Sequencing Therapy for Relapsed mCRC

Video

Gerald Prager, MD, leads the discussion on sequencing strategies for patients with relapsed mCRC, including those not previously treated with anti-EGFR inhibitors.

Tanios S. Bekaii-Saab, MD: Gerald, I’m going to go through the next discussion with you and then Chiara. I know this is the standard in Europe, but what if this patient did not receive an anti-EGFR inhibitor in the first or second line, or at least not in the first line, possibly the second line? We had these data from Japan that were very intriguing, although the study got cut short. We’re trying to produce that in the United States with REVERCE too. Let’s set regulatory instances aside. Would you ever consider the REVERCE strategy?

Gerald Prager, MD: Yeah, the REVERCE strategy is for sure hypothesis generating. Keep in mind that the randomized prospective clinical trials of anti-EGFR antibodies in later lines did fulfill the end point in improving progression-free survival, but never significantly over survival. Keeping this in mind, I would rather go for regorafenib first and then a cetuximab concept, which is also reflected in the REVERCE study.
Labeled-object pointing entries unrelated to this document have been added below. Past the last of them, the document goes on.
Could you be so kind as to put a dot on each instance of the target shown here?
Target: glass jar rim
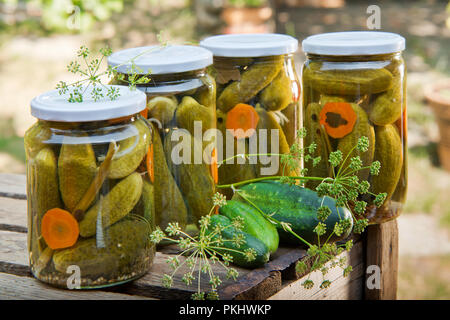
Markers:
(160, 59)
(353, 43)
(250, 45)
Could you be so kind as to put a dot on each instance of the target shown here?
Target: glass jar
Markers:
(354, 85)
(89, 190)
(181, 108)
(258, 111)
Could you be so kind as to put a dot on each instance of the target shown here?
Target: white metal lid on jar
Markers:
(52, 106)
(250, 45)
(161, 59)
(354, 43)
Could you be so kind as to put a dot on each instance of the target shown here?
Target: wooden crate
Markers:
(277, 280)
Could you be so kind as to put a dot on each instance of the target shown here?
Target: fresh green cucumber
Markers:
(295, 205)
(255, 223)
(239, 258)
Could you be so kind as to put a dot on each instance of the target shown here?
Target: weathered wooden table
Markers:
(277, 280)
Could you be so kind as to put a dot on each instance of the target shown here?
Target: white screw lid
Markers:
(52, 106)
(250, 45)
(354, 43)
(161, 59)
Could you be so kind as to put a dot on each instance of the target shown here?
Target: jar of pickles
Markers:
(354, 85)
(257, 103)
(181, 109)
(89, 190)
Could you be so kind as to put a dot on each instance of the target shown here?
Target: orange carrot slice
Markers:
(144, 113)
(59, 228)
(338, 118)
(242, 120)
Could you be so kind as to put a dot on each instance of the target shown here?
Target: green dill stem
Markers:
(353, 171)
(345, 160)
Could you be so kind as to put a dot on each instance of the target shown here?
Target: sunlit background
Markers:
(39, 38)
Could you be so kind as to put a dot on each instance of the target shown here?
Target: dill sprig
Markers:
(343, 185)
(203, 251)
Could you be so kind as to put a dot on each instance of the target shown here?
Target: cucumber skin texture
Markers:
(255, 223)
(262, 252)
(295, 205)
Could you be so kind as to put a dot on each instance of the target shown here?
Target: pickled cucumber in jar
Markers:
(90, 190)
(357, 83)
(257, 104)
(181, 101)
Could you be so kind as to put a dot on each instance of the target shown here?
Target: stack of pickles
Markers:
(257, 103)
(181, 110)
(90, 195)
(354, 86)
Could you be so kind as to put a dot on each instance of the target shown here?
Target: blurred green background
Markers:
(38, 38)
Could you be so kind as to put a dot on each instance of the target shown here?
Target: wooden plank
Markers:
(13, 186)
(14, 260)
(24, 288)
(341, 288)
(382, 251)
(13, 214)
(13, 251)
(263, 282)
(150, 284)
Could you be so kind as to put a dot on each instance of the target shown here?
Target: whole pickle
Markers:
(291, 124)
(206, 95)
(315, 133)
(389, 151)
(347, 81)
(146, 204)
(387, 107)
(34, 138)
(44, 185)
(361, 128)
(43, 195)
(268, 122)
(190, 111)
(253, 80)
(126, 243)
(76, 169)
(240, 169)
(169, 203)
(162, 108)
(194, 179)
(114, 206)
(131, 152)
(326, 98)
(278, 94)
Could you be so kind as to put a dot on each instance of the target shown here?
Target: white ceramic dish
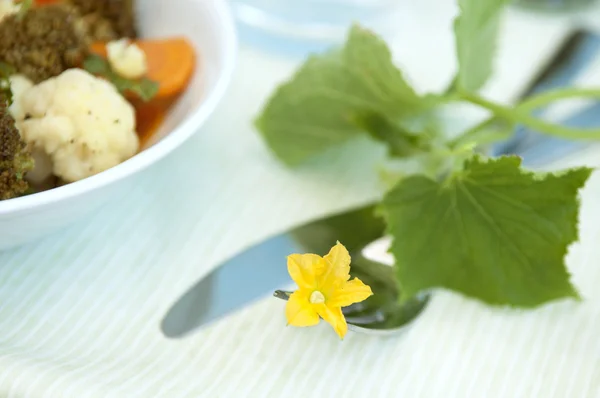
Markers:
(208, 24)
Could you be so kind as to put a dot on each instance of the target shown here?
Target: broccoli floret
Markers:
(15, 159)
(108, 19)
(44, 42)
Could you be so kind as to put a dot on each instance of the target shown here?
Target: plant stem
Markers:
(471, 133)
(517, 116)
(550, 96)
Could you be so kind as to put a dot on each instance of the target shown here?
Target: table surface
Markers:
(80, 311)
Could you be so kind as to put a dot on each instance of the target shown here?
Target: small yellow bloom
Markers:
(323, 289)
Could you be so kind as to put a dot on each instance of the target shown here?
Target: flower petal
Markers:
(302, 269)
(333, 316)
(299, 311)
(339, 258)
(352, 292)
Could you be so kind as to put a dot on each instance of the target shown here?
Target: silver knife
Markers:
(260, 270)
(248, 276)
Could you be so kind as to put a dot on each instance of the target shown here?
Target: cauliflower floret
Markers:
(81, 122)
(127, 59)
(19, 84)
(8, 7)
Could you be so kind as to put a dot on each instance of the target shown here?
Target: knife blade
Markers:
(260, 270)
(234, 284)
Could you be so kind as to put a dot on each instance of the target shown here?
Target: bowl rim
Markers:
(182, 132)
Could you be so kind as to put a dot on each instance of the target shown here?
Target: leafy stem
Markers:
(550, 96)
(519, 116)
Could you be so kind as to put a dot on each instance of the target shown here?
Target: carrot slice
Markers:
(171, 62)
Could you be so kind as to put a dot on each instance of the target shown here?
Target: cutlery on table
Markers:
(261, 270)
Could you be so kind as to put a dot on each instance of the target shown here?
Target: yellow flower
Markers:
(323, 289)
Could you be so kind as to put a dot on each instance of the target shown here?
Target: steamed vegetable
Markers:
(15, 160)
(42, 43)
(171, 63)
(81, 122)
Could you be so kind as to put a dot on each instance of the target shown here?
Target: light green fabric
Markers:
(80, 311)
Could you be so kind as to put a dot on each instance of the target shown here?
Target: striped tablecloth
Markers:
(80, 311)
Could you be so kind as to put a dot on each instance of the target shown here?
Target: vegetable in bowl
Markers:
(75, 100)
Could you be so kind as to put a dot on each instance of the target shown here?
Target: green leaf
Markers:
(400, 142)
(491, 231)
(319, 107)
(6, 71)
(145, 88)
(476, 31)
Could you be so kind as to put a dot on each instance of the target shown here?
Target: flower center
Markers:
(317, 297)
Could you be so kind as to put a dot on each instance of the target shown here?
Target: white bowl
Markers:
(208, 24)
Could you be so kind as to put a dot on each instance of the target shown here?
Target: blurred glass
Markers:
(307, 25)
(554, 5)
This is a hypothesis. It’s not proven, but regorafenib is somehow immunomodulating. If you start with an anti-EGFR antibody, later after regorafenib, you might have a better effect if you do sequence regorafenib first and then cetuximab in this particular scenario.

Tanios S. Bekaii-Saab, MD: Interesting. I understand that the concept of rechallenge and reintroduction are a bit different. Rechallenge means you failed the chemotherapy and then you try your luck. With reintroduction, you’re bringing it back because it never failed. Do you ever consider the options of rechallenge or reintroduction? Do you do it before you go through regorafenib and TAS-102 [tipiracil], or is this your last line, your Hail Mary?

Chiara Cremolini, MD, PhD: In general, I don’t do much chemotherapy rechallenge. I will say 0%. Chemotherapy reintroduction in the absence of a nontreatment progression—yes, I sometimes go for this option. It mainly happens after regorafenib, or trifluridine-tipiracil, especially for patients who’ve been on treatment with chemotherapy-based regimens for long because the burden of adverse events from a chemotherapy combination in advance lines of therapy is not negligible. This is why I’m not a big fan of this kind of treatment option. Having more free time with a chemotherapy-free interval may be beneficial to let this treatment work again at a later stage. We also know that these advanced-line treatments—trifluridine, tipiracil, and regorafenib—work better if we use them in early lines of treatment. Otherwise, we risk to miss this opportunity if we postpone their use too much. The funnel of the percentage of patients able to receive further lines of therapies is lower and lower in third, fourth,fifth lines of treatment.

Tanios S. Bekaii-Saab, MD: Great. This was a fantastic discussion.